Вдруг случилась беда: Павлуша должен был поехать в район, местечко Ружин[176]
, национализировать мельницу. Остановился у владельца мельницы. Ночью, видимо, подглядели бандиты, которые ограбили жителей, затем коснулись и «гостя». Забрали у него партийный билет, кожух (он был в моде) и пиджак ещё армейской формы. Предварительно связали всем руки.Павлуша начал просить, умолять бандитов, они сжалились, отдали партбилет и кожух, себе <взяли> только пиджак, видимо, их интересовали деньги.
Когда <бандиты> от дома далеко уехали, Павлуша развязал всем руки, и <все> были рады, что остались живы.
Я, чтобы не оставаться одной дома, уехала домой к родителям. Для меня это была большая радость, также и у родителей, и всей семьи. <Павлуша> расстроенный после пережитого решил съездить за мной в Гайсин. Со всеми поделился, кроме меня.
Будучи уже дома, спросил меня, нашла ли в шкафу потери. Я всё пересмотрела и ничего не заподозрила. Тогда он в шутку спросил: «А мой пиджак нашла?» Тогда уже рассказал о происшествии. Вот так, в нашей жизни всякое бывает…
На второй год <супружества> в сентябре 1924 года я забеременела и начала плакать: как быть со стремлением учиться, рухнут все мои планы.
Павлуша уступил мне (как всегда), и мы решили, чтобы <я> сделала аборт.

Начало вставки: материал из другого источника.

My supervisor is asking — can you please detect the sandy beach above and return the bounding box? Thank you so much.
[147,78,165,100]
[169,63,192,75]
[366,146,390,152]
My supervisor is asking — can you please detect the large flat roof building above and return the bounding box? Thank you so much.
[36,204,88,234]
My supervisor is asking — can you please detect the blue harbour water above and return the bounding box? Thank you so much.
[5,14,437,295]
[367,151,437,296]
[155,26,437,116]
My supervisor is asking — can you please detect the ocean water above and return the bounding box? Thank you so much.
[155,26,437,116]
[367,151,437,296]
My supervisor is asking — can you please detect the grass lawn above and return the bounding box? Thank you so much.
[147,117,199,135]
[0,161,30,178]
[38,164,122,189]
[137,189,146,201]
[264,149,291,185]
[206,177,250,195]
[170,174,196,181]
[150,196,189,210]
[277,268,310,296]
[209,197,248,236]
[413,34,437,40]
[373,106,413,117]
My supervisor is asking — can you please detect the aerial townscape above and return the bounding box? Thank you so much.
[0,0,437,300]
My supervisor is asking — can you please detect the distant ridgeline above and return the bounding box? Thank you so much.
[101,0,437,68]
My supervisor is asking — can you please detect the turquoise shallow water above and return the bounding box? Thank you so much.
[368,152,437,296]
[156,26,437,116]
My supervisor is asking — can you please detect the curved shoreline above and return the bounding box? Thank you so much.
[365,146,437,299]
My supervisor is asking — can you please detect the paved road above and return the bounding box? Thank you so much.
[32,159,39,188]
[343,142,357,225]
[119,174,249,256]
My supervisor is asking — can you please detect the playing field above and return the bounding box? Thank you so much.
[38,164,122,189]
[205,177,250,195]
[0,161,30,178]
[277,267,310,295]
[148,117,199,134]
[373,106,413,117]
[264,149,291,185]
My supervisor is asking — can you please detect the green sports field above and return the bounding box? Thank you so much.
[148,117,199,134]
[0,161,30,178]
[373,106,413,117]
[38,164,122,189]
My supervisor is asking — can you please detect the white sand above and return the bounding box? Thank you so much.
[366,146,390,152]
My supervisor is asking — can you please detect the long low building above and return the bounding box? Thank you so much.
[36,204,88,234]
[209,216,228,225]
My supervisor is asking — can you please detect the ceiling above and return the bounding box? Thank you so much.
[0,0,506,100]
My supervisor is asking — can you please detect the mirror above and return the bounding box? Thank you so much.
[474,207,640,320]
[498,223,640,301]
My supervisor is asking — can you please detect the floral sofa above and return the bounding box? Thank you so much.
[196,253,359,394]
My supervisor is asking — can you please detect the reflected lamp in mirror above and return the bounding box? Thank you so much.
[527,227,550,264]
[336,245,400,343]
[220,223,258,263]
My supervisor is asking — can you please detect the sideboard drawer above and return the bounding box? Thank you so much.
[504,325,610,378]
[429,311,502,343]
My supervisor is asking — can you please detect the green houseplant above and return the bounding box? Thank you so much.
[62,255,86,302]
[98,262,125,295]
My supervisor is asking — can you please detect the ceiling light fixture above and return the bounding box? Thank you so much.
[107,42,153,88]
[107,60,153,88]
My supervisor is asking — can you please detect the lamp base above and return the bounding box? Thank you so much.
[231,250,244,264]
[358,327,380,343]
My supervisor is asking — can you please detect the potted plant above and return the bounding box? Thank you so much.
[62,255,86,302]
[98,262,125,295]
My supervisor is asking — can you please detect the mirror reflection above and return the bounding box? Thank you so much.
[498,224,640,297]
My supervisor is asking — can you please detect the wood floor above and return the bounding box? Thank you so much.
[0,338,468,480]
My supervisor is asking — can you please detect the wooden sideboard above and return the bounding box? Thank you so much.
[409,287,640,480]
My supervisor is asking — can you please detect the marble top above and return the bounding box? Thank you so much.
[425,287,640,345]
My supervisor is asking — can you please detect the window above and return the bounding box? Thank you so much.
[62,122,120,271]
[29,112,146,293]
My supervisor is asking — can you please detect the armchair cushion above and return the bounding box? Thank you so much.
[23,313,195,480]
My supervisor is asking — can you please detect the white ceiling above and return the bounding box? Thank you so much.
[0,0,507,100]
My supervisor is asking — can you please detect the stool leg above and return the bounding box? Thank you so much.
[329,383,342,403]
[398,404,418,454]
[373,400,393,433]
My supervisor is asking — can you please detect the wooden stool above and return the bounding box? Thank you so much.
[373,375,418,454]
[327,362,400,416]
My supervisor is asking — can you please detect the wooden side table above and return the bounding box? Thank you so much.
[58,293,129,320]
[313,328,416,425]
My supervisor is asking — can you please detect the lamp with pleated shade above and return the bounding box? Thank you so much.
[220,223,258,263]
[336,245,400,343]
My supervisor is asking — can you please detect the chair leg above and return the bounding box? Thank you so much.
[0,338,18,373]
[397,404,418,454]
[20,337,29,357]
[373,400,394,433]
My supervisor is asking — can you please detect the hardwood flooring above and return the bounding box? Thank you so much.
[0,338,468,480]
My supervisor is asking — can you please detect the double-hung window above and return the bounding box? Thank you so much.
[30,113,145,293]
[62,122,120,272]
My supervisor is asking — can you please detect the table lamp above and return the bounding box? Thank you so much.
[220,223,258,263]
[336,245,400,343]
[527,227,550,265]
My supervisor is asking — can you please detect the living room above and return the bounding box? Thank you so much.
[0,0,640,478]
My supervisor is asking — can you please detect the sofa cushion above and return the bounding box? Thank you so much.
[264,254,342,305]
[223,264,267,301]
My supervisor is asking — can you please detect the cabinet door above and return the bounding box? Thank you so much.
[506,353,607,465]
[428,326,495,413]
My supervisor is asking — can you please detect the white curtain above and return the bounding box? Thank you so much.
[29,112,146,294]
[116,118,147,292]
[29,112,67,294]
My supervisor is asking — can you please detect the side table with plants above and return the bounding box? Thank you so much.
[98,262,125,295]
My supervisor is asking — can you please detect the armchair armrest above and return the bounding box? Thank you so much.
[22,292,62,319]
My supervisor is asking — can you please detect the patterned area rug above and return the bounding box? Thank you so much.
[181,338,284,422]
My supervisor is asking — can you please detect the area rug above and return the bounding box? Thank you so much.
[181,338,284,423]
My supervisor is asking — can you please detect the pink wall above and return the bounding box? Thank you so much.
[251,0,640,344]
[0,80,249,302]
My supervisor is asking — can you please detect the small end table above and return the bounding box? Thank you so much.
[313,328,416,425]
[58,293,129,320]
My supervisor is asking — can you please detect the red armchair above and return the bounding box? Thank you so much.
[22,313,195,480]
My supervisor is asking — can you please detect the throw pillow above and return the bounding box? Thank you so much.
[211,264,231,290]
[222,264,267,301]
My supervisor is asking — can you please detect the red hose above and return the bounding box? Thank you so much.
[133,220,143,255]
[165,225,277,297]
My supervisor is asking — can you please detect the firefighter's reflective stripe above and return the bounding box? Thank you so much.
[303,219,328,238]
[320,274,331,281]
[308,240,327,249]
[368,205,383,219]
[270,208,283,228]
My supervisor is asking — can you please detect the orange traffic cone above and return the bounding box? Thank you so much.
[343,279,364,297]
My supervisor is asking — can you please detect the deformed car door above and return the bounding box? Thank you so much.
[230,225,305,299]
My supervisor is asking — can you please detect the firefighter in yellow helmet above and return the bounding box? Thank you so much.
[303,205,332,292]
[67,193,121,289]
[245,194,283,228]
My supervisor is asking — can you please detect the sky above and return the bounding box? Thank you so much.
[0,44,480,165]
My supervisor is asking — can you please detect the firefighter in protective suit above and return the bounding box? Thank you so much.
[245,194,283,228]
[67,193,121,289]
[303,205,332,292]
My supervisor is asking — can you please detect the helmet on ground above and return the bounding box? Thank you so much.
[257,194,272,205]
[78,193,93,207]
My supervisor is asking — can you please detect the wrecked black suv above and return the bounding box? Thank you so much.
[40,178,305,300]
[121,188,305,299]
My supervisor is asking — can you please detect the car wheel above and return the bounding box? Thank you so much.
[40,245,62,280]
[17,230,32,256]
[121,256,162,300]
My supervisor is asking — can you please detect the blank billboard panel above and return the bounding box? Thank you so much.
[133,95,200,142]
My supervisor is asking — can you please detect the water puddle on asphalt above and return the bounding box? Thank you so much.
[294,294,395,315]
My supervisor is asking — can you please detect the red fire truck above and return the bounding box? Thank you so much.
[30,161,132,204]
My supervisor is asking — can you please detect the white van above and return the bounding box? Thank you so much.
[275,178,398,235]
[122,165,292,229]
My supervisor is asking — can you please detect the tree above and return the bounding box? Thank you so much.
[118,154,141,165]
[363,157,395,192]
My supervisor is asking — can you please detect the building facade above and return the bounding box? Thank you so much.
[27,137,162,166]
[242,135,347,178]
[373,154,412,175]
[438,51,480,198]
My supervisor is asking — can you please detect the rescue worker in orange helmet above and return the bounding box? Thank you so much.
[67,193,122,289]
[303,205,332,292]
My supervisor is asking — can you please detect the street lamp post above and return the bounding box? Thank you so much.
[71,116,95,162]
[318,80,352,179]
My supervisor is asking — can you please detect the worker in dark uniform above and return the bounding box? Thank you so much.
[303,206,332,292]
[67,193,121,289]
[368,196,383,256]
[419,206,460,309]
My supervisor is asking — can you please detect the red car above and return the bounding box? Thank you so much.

Когда гинеколог раньше согласился на это мероприятие, то во время процесса поставил меня в известность, что рискую остаться бесплодной, поскольку еще не рожала. Я испугалась и вышла из кабинета. Павлуша ожидал меня на улице. Увидя меня, он намерен был взять извозчика: он сразу подумал, что я хочу его успокоить. Пришли домой, опять начала плакать, Павлуша уже возмутился, мол, поступила по своему желанию. Я успокоилась.
У подруги родился мальчик Мися. И вот 18 мая 1925 года родилась у нас девочка, назвали её Розочка. Мама моя с младшим сынишкой Милей к нам приехали за три дня до родов. В то время еще было принято, чтобы для помощи договорились со старушкой-няней.
Я кормила девочку грудью, и росла настоящая Розочка, всем на радость, белокурая, пухленькая, к году начала ходить. Была красивой, забавной, все родные её очень любили.